Quels traitements contre l’hypersomnie ?

Une fois le diagnostic établi, le médecin va traiter la cause de l’hypersomnie. Pour que le patient retrouve un sommeil réparateur, le traitement de l’hypersomnie peut consister à :

  • proposer des mesures hygiéno-diététiques ;

  • prescrire certains médicaments psychostimulants pour stimuler la concentration en journée ;

  • prescrire des médicaments pour thymorégulateurs permettant de mieux réguler l’humeur du patient.

Les bons gestes à prendre pour un sommeil réparateur

Afin de prévenir le retour de phases d’hypersomnie secondaires, il est possible d’adopter de nouvelles habitudes pour favoriser un sommeil réparateur.

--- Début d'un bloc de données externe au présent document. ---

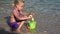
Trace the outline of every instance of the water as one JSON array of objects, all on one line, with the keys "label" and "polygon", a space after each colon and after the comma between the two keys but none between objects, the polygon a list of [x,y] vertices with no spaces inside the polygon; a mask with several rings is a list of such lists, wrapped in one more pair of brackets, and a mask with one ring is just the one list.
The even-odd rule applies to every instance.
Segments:
[{"label": "water", "polygon": [[[0,22],[9,16],[14,0],[0,0]],[[47,34],[60,34],[60,0],[24,0],[24,11],[36,13],[37,33],[47,32]],[[2,25],[3,26],[3,25]]]}]

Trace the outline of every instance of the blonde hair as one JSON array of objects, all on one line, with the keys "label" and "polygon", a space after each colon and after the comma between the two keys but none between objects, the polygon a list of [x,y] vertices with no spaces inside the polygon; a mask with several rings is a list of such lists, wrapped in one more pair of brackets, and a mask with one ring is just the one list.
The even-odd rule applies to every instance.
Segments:
[{"label": "blonde hair", "polygon": [[23,0],[15,0],[14,3],[12,3],[12,6],[16,7],[16,5],[18,5],[20,3],[24,3],[24,1]]}]

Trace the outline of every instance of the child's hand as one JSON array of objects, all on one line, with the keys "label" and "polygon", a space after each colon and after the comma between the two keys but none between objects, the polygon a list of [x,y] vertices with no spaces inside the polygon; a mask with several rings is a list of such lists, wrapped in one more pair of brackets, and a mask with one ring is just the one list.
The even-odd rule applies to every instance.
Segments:
[{"label": "child's hand", "polygon": [[29,18],[32,18],[32,15],[29,15]]}]

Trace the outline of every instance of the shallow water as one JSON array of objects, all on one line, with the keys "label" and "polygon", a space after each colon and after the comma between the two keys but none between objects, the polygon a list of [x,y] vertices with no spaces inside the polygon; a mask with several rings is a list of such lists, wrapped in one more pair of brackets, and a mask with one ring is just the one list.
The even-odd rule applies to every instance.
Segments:
[{"label": "shallow water", "polygon": [[[60,34],[60,0],[24,0],[23,11],[33,11],[36,13],[36,32],[41,34]],[[0,26],[8,28],[5,23],[13,8],[12,0],[0,0]],[[4,27],[6,26],[6,27]],[[23,29],[25,30],[25,29]]]}]

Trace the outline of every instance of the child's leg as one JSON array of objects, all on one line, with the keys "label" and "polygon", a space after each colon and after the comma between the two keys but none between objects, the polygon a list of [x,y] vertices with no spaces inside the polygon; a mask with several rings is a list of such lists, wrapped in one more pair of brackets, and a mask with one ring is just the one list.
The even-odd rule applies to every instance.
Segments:
[{"label": "child's leg", "polygon": [[18,23],[18,24],[19,24],[19,26],[18,26],[18,28],[17,28],[18,31],[20,31],[20,29],[21,29],[22,25],[24,24],[24,22],[25,22],[25,21],[22,21],[22,22],[19,22],[19,23]]}]

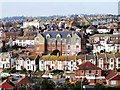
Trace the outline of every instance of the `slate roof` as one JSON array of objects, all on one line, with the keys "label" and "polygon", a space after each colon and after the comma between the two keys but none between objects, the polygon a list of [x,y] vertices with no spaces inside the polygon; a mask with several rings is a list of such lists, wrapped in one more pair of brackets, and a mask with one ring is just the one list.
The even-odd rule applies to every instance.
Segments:
[{"label": "slate roof", "polygon": [[81,37],[80,32],[76,32],[76,31],[45,31],[43,33],[43,36],[46,37],[46,35],[49,34],[51,38],[56,38],[56,35],[60,34],[61,38],[66,38],[68,34],[72,36],[72,34],[75,34],[75,33],[79,37]]}]

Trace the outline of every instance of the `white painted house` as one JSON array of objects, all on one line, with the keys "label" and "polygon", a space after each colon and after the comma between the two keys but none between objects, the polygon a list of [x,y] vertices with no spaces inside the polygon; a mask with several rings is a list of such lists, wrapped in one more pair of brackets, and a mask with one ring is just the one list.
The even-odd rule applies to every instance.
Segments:
[{"label": "white painted house", "polygon": [[27,28],[29,26],[34,26],[36,28],[39,28],[40,27],[39,20],[29,20],[29,21],[23,22],[23,27],[24,28]]},{"label": "white painted house", "polygon": [[0,53],[0,68],[10,68],[11,57],[9,52]]}]

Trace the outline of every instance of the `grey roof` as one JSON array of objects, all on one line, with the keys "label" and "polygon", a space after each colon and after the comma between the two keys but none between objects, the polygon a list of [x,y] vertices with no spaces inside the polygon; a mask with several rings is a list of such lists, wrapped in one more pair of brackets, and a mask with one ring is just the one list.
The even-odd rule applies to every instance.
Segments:
[{"label": "grey roof", "polygon": [[68,34],[72,36],[72,34],[75,34],[75,33],[79,37],[81,37],[80,32],[76,32],[76,31],[45,31],[43,33],[43,36],[46,37],[46,35],[49,34],[51,38],[56,38],[56,35],[60,34],[61,38],[66,38]]}]

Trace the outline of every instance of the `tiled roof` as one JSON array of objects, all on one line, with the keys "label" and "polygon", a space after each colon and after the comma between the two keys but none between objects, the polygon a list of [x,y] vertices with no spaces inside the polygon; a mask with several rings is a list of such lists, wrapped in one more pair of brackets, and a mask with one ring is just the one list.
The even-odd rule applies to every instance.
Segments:
[{"label": "tiled roof", "polygon": [[76,56],[68,56],[67,57],[67,60],[75,60],[76,59]]},{"label": "tiled roof", "polygon": [[96,28],[94,26],[90,25],[87,29],[93,29],[93,30],[95,30]]},{"label": "tiled roof", "polygon": [[84,60],[85,58],[84,58],[84,55],[78,55],[78,56],[76,57],[76,59]]},{"label": "tiled roof", "polygon": [[35,36],[18,36],[16,39],[19,40],[34,40]]},{"label": "tiled roof", "polygon": [[98,59],[105,58],[105,54],[98,54]]},{"label": "tiled roof", "polygon": [[94,59],[94,55],[85,55],[86,60]]},{"label": "tiled roof", "polygon": [[58,56],[51,55],[51,56],[49,57],[49,60],[57,60],[57,57],[58,57]]},{"label": "tiled roof", "polygon": [[107,54],[107,57],[108,57],[108,58],[114,58],[115,55],[114,55],[114,54]]},{"label": "tiled roof", "polygon": [[56,38],[56,36],[60,34],[61,38],[66,38],[68,34],[72,35],[72,33],[76,33],[79,37],[81,36],[80,33],[76,31],[45,31],[43,36],[46,37],[46,35],[49,34],[51,38]]},{"label": "tiled roof", "polygon": [[35,60],[36,57],[37,57],[37,54],[31,54],[28,56],[28,58],[31,60]]},{"label": "tiled roof", "polygon": [[107,37],[118,37],[118,36],[120,36],[120,34],[95,34],[95,35],[92,35],[90,37],[104,37],[104,36],[107,36]]},{"label": "tiled roof", "polygon": [[106,79],[110,80],[110,79],[114,78],[116,75],[118,75],[117,71],[109,70],[108,75],[106,76]]},{"label": "tiled roof", "polygon": [[84,62],[84,63],[78,65],[78,67],[79,67],[78,70],[102,70],[101,68],[92,64],[91,62]]},{"label": "tiled roof", "polygon": [[117,58],[117,57],[120,57],[120,53],[117,53],[115,56],[116,56],[116,58]]},{"label": "tiled roof", "polygon": [[10,81],[5,80],[4,82],[1,83],[0,88],[13,89],[14,84],[12,82],[10,82]]},{"label": "tiled roof", "polygon": [[60,60],[60,61],[65,61],[65,60],[66,60],[66,56],[59,56],[59,57],[58,57],[58,60]]},{"label": "tiled roof", "polygon": [[41,60],[48,60],[49,57],[50,57],[49,55],[44,55],[44,56],[41,57]]},{"label": "tiled roof", "polygon": [[112,78],[111,80],[119,80],[119,81],[120,81],[120,75],[115,76],[115,77]]}]

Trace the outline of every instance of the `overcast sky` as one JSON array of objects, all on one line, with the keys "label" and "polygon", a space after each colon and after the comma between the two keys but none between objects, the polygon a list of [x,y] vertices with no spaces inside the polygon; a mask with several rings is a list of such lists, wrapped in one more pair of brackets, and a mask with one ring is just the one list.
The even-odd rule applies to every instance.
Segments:
[{"label": "overcast sky", "polygon": [[84,2],[83,0],[1,0],[0,17],[22,15],[118,14],[118,1],[119,0],[114,0],[114,2],[113,0],[84,0]]}]

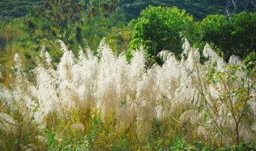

Nos experts conseillent de :

  • se coucher à heure régulière et dès que la fatigue se fait ressentir le soir ;

  • prévoir une durée de sommeil suffisante (soit entre 7 et 8 heures par nuit pour un adulte) ;

  • vérifier le bon état de sa literie (un matelas et un sommier de plus de 10 ans doivent être changés) ;

  • faire une sieste en début d’après-midi si vous avez mal dormi la nuit précédente (attention, des siestes de 20 à 30 minutes seront à privilégier pour ne pas perturber votre rythme de sommeil) ;

  • éviter de consommer du thé et du café en fin de journée ;

  • dîner léger pour bien dormir ;

  • pratiquer des exercices de relaxation avant de dormir ;

  • limiter les écrans et privilégier la lecture avant d’aller vous coucher ;

  • éviter de faire du sport après 19 heures ;

  • essayer de maintenir une température comprise entre 18 et 19 °C dans votre chambre à coucher.